Key Concepts and Formulas

• System of Linear Equations: A set of linear equations with the same variables. The solution to the system is the set of values for the variables that satisfy all equations simultaneously.
• Elimination Method: A method for solving systems of linear equations by adding or subtracting multiples of the equations to eliminate one or more variables.
• Equation of a Straight Line: The general form of a straight line is $Ax + By + C = 0$, where $A$, $B$, and $C$ are constants.

Step-by-Step Solution

Step 1: State the given system of equations. We are given the following system of linear equations: $x - 2y + kz = 1 \quad \text{...(1)}$ $2x + y + z = 2 \quad \text{...(2)}$ $3x - y - kz = 3 \quad \text{...(3)}$ Our goal is to find the relationship between $x$ and $y$ by eliminating $z$ and $k$.

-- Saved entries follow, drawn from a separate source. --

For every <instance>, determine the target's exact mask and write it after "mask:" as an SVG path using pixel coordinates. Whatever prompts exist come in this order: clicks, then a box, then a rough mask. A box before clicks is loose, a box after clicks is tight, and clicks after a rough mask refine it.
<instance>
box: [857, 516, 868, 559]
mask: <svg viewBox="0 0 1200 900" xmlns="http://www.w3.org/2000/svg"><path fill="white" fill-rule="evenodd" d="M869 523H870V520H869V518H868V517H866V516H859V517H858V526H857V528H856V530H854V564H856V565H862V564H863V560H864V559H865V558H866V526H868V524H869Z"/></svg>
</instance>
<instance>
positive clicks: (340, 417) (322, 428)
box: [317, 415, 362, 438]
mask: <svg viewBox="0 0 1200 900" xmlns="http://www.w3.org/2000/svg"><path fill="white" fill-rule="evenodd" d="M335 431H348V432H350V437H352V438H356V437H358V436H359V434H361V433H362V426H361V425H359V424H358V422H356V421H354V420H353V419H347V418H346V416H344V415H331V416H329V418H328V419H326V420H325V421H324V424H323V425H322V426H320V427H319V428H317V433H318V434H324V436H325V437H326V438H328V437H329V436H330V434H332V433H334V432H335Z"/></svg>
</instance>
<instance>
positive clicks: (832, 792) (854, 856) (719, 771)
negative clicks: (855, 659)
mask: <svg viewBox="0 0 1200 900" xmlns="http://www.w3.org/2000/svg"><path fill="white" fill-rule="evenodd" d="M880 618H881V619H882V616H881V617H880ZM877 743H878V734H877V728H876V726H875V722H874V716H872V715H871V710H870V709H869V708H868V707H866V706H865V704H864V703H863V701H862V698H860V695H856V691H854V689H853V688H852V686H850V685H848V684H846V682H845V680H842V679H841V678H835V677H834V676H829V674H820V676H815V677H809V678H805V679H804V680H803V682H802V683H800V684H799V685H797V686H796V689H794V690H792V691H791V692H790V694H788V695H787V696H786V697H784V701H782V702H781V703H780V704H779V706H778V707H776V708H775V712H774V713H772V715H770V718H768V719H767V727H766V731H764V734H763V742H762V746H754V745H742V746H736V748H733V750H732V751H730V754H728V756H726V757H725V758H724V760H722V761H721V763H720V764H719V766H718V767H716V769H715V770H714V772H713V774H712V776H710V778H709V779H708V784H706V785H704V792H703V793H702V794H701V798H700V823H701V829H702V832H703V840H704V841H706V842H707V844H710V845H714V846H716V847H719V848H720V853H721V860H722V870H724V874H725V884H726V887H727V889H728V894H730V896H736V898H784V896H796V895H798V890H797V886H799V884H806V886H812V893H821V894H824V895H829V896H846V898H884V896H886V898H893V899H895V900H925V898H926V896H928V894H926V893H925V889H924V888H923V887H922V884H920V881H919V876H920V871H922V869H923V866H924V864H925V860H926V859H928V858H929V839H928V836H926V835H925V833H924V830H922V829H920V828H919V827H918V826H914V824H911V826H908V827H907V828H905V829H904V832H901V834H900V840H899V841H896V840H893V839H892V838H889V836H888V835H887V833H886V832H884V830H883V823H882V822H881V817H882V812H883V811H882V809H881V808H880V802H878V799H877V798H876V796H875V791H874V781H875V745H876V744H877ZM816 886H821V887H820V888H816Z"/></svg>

Step 2: Eliminate $kz$ by adding equations (1) and (3). Observe that equation (1) has a $+kz$ term and equation (3) has a $-kz$ term. Adding these equations will eliminate both $k$ and $z$ from these terms simultaneously. Adding equation (1) and equation (3): $(x - 2y + kz) + (3x - y - kz) = 1 + 3$

Step 3: Simplify the resulting equation. Combine like terms: $(x + 3x) + (-2y - y) + (kz - kz) = 4$ $4x - 3y = 4$

Step 4: Rewrite the equation in the standard form of a linear equation. Subtract 4 from both sides to get the equation in the form $Ax + By + C = 0$: $4x - 3y - 4 = 0$ This is the equation of the straight line on which the point $(x, y)$ lies.

Common Mistakes & Tips

• Strategic Elimination: Look for opportunities to eliminate variables directly by adding or subtracting equations. In this case, the $+kz$ and $-kz$ terms made elimination straightforward.
• Avoid Unnecessary Calculations: Do not attempt to solve for $x, y, z,$ and $k$ individually unless required. This problem only asks for a relationship between $x$ and $y$, so finding a direct relationship is more efficient.
• The Condition $z \ne 0$: The condition $z \ne 0$ is given to ensure that a solution exists with $z$ not equal to zero. However, this condition does not affect the elimination process to find the relationship between $x$ and $y$.

Summary

By adding equations (1) and (3), we eliminated $z$ and $k$ simultaneously, resulting in the equation $4x - 3y = 4$, which can be rewritten as $4x - 3y - 4 = 0$. This is the equation of the straight line on which the point $(x, y)$ must lie.

Final Answer

The final answer is \boxed{4x – 3y – 4 = 0}, which corresponds to option (A).